3. Issuance of Series B Preferred Stock. At the Conversion Time, the Company shall, and hereby agrees to issue one or more stock certificates evidencing the Series B Preferred Stock which stock shall be initially registered in the name of Stanford, and transferred to the trustee on the date hereof pursuant to the Voting Trust Agreement among Stanford, the Company and Pete Pizarro. The Series B Preferred Stock shall have the terms set forth in the Amended and Restated Certificate of Designations, Rights and Preferences of the Series B Preferred Stock in the form attached as Exhibit “C” hereto (the “Amended and Restated Certificate of Designation”). Simultaneously with the execution hereof, the Board of Directors of the Company shall cause the Company’s certificate of incorporation to be amended to incorporate the terms and provisions of the Amended and Restated Certificate of Designation.

4. Surrender of Common Stock. Upon the execution of this Agreement, Stanford shall surrender and deliver to the Company for cancellation stock certificates, along with duly endorsed stock powers, evidencing 16,148,612 shares of Common Stock. Immediately following such surrender, the Company certifies that Stanford will beneficially own 49.9% of the outstanding Common Stock of the Company.

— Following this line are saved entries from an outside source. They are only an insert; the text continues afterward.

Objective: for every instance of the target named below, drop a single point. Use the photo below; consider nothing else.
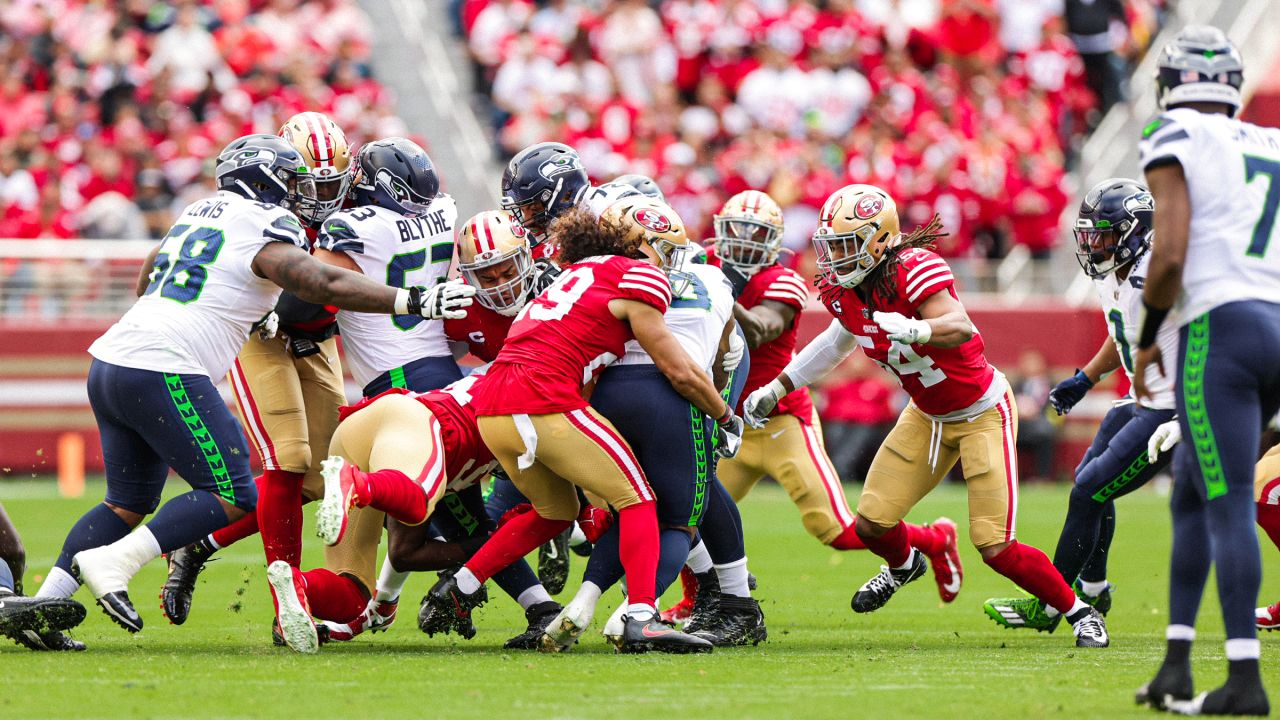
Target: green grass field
(912, 659)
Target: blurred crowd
(114, 108)
(968, 108)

5. Option to Purchase Series B Preferred Stock. Upon the execution of this Agreement, the Company shall issue an option to Stanford in the form attached as Exhibit “D” hereto (the “Option”) pursuant to which the Company shall grant to Stanford an option to purchase 592,593 shares of Series B Preferred Stock for an aggregate purchase price of $4,000,000 in accordance with the terms and conditions set forth therein. The Option shall be exercisable at any time, upon written notice to the Company, on or prior to March 31, 2009. In the event that the Option is not fully exercised by Stanford, then the Conversion Rate for the Series B Preferred Stock shall be immediately adjusted as set forth in the Amended and Restated Certificate of Designation.

6. Voting Trust Agreement. Upon the execution of this Agreement, Stanford shall execute a Voting Trust Agreement in the form of Exhibit “E” attached hereto pursuant to which Stanford shall place all shares of Common Stock and Series B Preferred Stock that it currently owns into a voting trust and such shares shall be subject to the provisions set forth therein.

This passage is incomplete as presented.